About the Role
We are seeking a highly skilled Spark & Delta Lake Developer to join a critical data engineering initiative for a renowned global banking firm. This is a long-term opportunity with the potential for full-time onboarding, where you will contribute to the design and implementation of high-performance, scalable data solutions in a cloud-based data lakehouse environment.
Key Responsibilities
- Design and develop high-performance data pipelines using Apache Spark for both batch and real-time data processing
- Leverage Delta Lake architecture to build robust and scalable data solutions
- Optimize Spark jobs and pipelines for performance, scalability, and reliability
- Implement best practices for data ingestion, transformation, and storage in a cloud-optimized data lake environment
- Collaborate with data architects, DevOps teams, and platform engineers to deliver enterprise-grade data solutions
- Ensure data quality, governance, and security across all pipelines and workflows
- Participate in code reviews, documentation, and continuous integration/deployment processes
Required Skills and Qualifications
- 5–8 years of experience in big data and distributed computing
- Expertise in Apache Spark (RDD, DataFrame, Spark SQL, Spark Streaming)
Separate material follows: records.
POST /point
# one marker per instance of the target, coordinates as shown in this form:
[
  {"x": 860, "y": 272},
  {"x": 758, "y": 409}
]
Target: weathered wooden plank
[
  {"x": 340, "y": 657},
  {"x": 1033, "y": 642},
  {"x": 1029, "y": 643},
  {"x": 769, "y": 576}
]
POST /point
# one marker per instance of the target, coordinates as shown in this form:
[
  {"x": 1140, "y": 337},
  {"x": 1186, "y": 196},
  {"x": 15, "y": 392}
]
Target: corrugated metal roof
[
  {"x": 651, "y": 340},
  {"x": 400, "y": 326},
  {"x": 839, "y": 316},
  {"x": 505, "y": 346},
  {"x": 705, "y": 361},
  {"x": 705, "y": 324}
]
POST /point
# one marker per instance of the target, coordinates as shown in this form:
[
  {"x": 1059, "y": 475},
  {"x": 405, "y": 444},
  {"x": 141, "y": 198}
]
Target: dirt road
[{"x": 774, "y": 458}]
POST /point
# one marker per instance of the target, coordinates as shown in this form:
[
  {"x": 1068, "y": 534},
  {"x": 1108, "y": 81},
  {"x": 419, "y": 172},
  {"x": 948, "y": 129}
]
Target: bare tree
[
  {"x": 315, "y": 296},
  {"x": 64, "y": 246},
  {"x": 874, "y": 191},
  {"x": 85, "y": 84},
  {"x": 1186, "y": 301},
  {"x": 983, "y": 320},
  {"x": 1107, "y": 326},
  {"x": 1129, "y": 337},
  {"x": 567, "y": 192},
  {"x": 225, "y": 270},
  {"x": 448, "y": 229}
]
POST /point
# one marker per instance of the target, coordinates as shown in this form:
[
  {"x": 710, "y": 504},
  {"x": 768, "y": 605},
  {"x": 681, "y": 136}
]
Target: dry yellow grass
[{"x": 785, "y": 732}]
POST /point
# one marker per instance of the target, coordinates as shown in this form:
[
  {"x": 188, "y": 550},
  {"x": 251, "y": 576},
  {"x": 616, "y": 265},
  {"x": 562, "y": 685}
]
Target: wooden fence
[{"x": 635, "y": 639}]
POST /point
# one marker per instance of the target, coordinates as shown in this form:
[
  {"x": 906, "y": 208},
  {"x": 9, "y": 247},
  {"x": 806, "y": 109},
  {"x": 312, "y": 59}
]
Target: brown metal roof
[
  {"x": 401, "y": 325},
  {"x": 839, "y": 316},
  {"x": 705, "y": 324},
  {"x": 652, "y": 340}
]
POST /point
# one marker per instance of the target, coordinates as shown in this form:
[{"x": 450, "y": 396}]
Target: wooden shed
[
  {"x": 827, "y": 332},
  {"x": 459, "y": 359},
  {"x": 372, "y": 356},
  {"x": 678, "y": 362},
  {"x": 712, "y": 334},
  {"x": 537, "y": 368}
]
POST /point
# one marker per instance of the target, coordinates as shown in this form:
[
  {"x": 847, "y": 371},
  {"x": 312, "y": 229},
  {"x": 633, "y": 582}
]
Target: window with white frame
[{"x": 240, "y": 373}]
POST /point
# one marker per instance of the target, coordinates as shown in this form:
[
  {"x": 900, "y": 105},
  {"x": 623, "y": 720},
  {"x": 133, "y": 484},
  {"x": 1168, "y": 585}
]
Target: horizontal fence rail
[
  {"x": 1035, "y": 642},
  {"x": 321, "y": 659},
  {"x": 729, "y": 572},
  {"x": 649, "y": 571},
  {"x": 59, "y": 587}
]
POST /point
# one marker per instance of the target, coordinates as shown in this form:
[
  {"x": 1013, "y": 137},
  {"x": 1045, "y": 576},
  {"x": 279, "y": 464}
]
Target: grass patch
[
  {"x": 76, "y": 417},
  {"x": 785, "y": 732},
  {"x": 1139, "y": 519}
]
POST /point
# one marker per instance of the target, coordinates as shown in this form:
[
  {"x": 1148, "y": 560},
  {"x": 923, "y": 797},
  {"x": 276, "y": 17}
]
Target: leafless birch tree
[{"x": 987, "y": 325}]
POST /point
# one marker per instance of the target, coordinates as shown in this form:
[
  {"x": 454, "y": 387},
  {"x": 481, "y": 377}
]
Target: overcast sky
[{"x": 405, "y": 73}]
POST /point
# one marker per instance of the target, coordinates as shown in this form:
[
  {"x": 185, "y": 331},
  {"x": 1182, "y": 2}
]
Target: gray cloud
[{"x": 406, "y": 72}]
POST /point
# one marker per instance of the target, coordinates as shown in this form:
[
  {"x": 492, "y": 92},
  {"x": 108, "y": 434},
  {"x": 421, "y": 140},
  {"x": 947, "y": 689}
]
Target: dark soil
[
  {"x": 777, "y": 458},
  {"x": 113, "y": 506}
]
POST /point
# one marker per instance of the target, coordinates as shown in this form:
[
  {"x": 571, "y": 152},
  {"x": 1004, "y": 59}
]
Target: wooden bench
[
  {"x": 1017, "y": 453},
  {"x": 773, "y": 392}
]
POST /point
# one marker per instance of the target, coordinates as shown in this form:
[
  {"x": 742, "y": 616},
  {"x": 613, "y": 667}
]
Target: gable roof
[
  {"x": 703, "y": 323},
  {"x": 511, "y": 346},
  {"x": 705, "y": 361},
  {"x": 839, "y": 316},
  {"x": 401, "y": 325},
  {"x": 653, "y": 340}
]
- Hands-on experience with Delta Lake and data lakehouse architecture
- Strong programming skills in Scala or PySpark
- Proficiency in data modeling, partitioning, and performance tuning
- Familiarity with cloud platforms such as AWS, Azure, or GCP
- Understanding of CI/CD pipelines and DevOps practices in data engineering
- Knowledge of data governance, security, and compliance frameworks
Nice to Have
- Experience with Databricks, Apache Airflow, or Kubernetes
- Banking or financial domain experience
- Certifications in Big Data or Cloud Technologies (e.g., Databricks Certified Developer, AWS Big Data Specialty)